By Brigitte L. Nacos
According to Eric Brahm, a “truth commission's main goal is to establish what happened in the past. Truth commissions do not normally have the power to prosecute.” Such a body typically sheds light on human rights violations, war crimes, and hate crimes that were encouraged, blessed, and perpetrated by officials or agents of the very state that creates a truth commission after the offensive practices have been halted as morally and legally wrong. While the need for truth commissions arises typically in the wake of abuses by authoritarian states, such a body would be well suited to investigate and write the complete chapter of post-9/11 torture in U.S. controlled prisons abroad.
Given the pressing problems on his plate, President Barack Obama has reason tell us that it is more important to look ahead rather than be distracted by problems in the past. But there is a way to keep the eye on the ball of today’s and tomorrow’s decision-making without completely ignoring past wrongdoings. The calls for the prosecution of former officials in the White House, Department of Justice, and Department of Defense are justified in the face of the already available evidence, but I prefer the establishment of a truth commission with full access to all relevant information rather than the prosecution of the by now well-known cast of torture advocates and defenders that would widen the divisive partisan and ideological divide.

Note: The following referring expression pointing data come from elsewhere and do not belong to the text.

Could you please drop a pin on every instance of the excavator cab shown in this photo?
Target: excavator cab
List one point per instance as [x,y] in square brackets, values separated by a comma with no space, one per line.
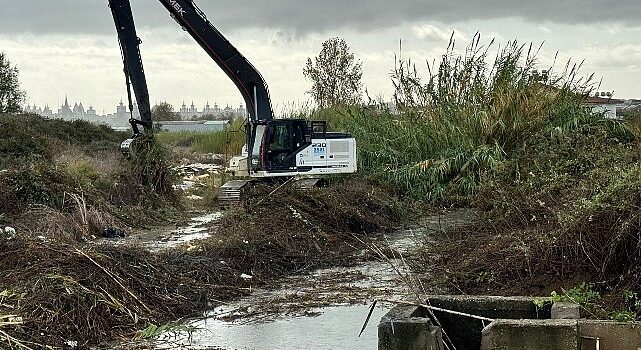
[276,144]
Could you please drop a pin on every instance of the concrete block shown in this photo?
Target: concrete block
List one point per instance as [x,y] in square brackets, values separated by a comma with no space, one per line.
[465,332]
[609,335]
[531,335]
[401,329]
[565,311]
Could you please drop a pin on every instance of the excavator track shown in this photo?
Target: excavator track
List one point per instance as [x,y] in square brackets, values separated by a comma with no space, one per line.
[231,192]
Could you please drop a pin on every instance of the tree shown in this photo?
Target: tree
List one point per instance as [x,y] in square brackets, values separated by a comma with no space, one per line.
[164,112]
[11,97]
[335,75]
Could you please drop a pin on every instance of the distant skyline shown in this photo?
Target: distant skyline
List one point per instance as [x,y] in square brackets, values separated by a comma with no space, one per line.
[70,47]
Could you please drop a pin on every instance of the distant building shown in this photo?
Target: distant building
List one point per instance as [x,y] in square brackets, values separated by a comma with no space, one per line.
[122,115]
[192,112]
[65,111]
[602,103]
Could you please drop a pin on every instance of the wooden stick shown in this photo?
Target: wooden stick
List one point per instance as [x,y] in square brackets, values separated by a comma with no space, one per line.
[13,341]
[433,308]
[114,278]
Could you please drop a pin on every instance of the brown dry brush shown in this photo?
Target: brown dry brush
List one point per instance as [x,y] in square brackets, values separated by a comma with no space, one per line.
[565,209]
[93,293]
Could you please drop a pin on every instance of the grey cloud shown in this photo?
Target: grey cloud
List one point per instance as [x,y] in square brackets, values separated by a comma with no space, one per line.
[308,16]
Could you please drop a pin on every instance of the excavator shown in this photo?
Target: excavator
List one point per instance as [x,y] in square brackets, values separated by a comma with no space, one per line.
[274,148]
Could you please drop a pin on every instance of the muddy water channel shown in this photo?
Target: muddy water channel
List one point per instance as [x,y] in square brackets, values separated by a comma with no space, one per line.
[325,309]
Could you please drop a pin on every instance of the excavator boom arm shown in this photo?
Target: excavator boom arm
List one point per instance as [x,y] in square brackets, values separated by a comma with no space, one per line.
[133,67]
[247,79]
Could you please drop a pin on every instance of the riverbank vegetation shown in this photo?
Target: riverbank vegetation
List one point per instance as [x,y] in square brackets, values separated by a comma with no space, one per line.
[61,285]
[556,188]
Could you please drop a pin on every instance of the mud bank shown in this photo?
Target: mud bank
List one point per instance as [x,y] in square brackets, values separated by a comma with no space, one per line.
[85,293]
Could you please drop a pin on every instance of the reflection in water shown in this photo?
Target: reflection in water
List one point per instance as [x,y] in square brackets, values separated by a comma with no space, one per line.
[336,328]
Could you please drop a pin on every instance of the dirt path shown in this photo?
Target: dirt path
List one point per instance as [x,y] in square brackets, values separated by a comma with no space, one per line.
[325,309]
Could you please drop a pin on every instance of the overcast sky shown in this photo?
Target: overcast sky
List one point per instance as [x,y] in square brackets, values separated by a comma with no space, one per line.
[70,47]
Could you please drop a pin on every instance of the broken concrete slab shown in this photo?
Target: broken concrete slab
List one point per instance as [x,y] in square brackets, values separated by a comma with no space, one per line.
[565,311]
[465,332]
[403,328]
[604,335]
[531,335]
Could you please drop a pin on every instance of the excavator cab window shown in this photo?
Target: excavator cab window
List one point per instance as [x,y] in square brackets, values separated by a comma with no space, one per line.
[283,141]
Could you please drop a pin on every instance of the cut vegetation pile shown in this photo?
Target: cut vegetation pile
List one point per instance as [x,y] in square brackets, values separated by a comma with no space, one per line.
[91,293]
[59,286]
[69,178]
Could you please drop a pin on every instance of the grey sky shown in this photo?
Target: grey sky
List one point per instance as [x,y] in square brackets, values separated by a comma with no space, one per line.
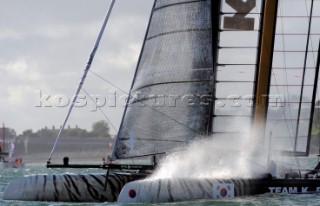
[44,48]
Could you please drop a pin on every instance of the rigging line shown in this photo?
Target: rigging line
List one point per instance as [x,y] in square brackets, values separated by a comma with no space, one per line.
[85,72]
[104,114]
[303,75]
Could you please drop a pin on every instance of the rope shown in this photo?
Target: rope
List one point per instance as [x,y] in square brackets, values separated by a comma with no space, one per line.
[95,48]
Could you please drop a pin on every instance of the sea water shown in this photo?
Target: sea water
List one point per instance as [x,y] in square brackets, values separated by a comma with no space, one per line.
[264,200]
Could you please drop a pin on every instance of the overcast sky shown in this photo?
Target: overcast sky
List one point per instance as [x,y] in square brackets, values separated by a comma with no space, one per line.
[44,49]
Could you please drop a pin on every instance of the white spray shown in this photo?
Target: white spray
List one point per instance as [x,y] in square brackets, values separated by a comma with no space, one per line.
[218,157]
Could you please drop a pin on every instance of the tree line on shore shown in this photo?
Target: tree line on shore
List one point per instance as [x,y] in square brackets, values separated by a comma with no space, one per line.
[98,129]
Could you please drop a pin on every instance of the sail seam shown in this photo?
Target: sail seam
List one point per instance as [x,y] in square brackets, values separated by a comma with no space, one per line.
[172,82]
[175,4]
[178,31]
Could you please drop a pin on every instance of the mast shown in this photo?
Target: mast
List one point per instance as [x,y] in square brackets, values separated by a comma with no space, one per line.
[215,27]
[314,96]
[265,65]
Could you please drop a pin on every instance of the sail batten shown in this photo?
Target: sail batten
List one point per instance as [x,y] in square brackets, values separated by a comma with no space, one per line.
[170,96]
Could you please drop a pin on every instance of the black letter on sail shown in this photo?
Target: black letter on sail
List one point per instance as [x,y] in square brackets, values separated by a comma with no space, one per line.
[239,21]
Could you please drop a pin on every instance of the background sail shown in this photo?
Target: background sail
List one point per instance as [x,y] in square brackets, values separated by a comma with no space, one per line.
[293,76]
[170,97]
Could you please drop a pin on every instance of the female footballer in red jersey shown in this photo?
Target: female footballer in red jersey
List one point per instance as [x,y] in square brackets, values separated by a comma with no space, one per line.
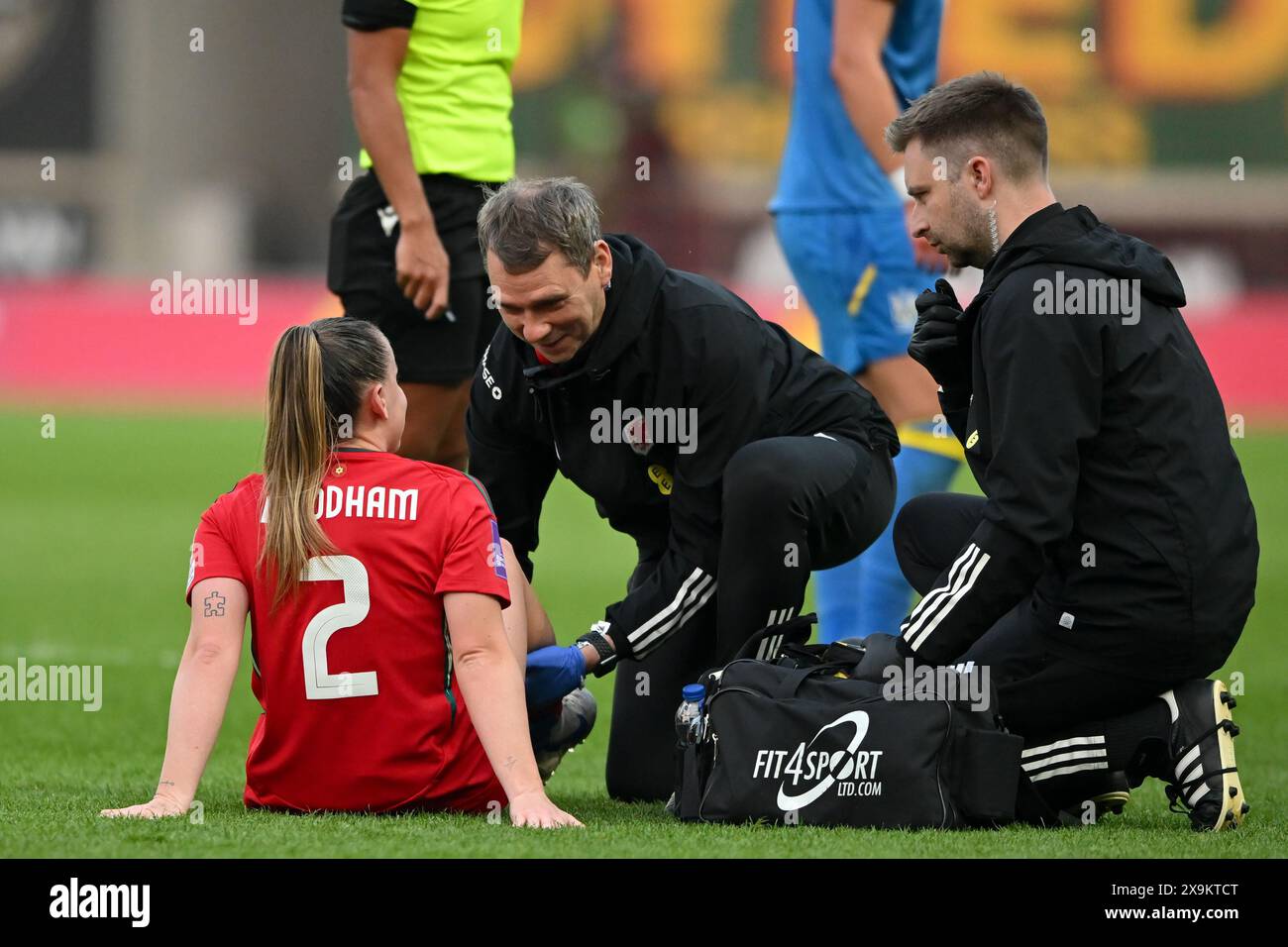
[389,674]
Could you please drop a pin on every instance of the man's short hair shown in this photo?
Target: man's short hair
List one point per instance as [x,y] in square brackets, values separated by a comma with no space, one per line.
[980,114]
[523,222]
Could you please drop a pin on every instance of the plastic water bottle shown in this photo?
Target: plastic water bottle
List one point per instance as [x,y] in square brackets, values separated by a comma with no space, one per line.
[688,718]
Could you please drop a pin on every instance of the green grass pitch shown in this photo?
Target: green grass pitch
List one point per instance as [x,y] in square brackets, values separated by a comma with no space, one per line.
[97,523]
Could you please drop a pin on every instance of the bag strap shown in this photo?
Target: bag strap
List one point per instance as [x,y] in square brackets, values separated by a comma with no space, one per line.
[791,681]
[768,642]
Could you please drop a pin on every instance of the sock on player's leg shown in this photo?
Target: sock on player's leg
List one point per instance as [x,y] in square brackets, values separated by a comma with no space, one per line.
[1068,768]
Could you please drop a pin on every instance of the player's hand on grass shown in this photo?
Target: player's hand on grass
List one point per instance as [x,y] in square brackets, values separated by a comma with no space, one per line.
[421,268]
[159,806]
[940,341]
[535,810]
[553,672]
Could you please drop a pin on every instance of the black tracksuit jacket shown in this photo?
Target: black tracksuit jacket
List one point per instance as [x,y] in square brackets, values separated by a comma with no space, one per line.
[1115,499]
[669,339]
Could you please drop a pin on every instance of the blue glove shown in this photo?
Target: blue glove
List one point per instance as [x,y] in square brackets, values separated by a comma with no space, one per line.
[553,673]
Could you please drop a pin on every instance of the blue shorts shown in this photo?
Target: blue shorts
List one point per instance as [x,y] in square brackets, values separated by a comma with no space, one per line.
[857,272]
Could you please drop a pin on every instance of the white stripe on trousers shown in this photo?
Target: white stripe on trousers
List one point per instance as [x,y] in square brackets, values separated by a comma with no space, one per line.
[1065,771]
[931,598]
[1065,758]
[1060,745]
[670,617]
[971,574]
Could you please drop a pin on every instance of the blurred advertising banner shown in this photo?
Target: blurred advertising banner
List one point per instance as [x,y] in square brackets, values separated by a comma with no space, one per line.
[1125,82]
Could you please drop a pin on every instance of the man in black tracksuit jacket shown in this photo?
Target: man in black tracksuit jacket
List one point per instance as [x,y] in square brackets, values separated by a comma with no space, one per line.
[784,467]
[1113,557]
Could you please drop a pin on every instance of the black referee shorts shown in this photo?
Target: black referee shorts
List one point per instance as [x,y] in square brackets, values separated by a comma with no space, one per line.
[361,270]
[791,504]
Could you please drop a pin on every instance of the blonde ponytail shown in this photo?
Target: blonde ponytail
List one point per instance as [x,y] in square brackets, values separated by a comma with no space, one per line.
[296,453]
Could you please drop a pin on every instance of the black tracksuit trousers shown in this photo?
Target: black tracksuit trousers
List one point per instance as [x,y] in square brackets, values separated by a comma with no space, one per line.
[1080,724]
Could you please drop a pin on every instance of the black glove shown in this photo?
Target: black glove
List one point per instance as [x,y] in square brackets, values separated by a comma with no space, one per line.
[881,651]
[940,341]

If we want to learn from the shocking decisions that involved top-officials in the Bush administration and what was revealed to some members of Congress, including leading Democrats, we need to learn the whole truth and let the chips fall wherever they may. Otherwise former administration officials, such as Vice-President Richard Cheney, can continue their propaganda campaign of fear in defense of the utility of torture in bolstering homeland security.
I agree with David Epstein’s take on the liberal media’s cavalier reporting about the Bush administration’s torture record (as we know it so far) compared to their never-ending attacks on both Bill and Hillary Clinton because of the Monica Lewinsky affair. Remarkably, the same moral guardians in the fourth estate who never tired of condemning the sex scandal in the White House have not shown such such an appetite to denounce the Bush administration’s torture policy. Instead, they continue to avoid the “t” word and report benignly about “enhanced interrogation.”
All the more reason for a truth commission.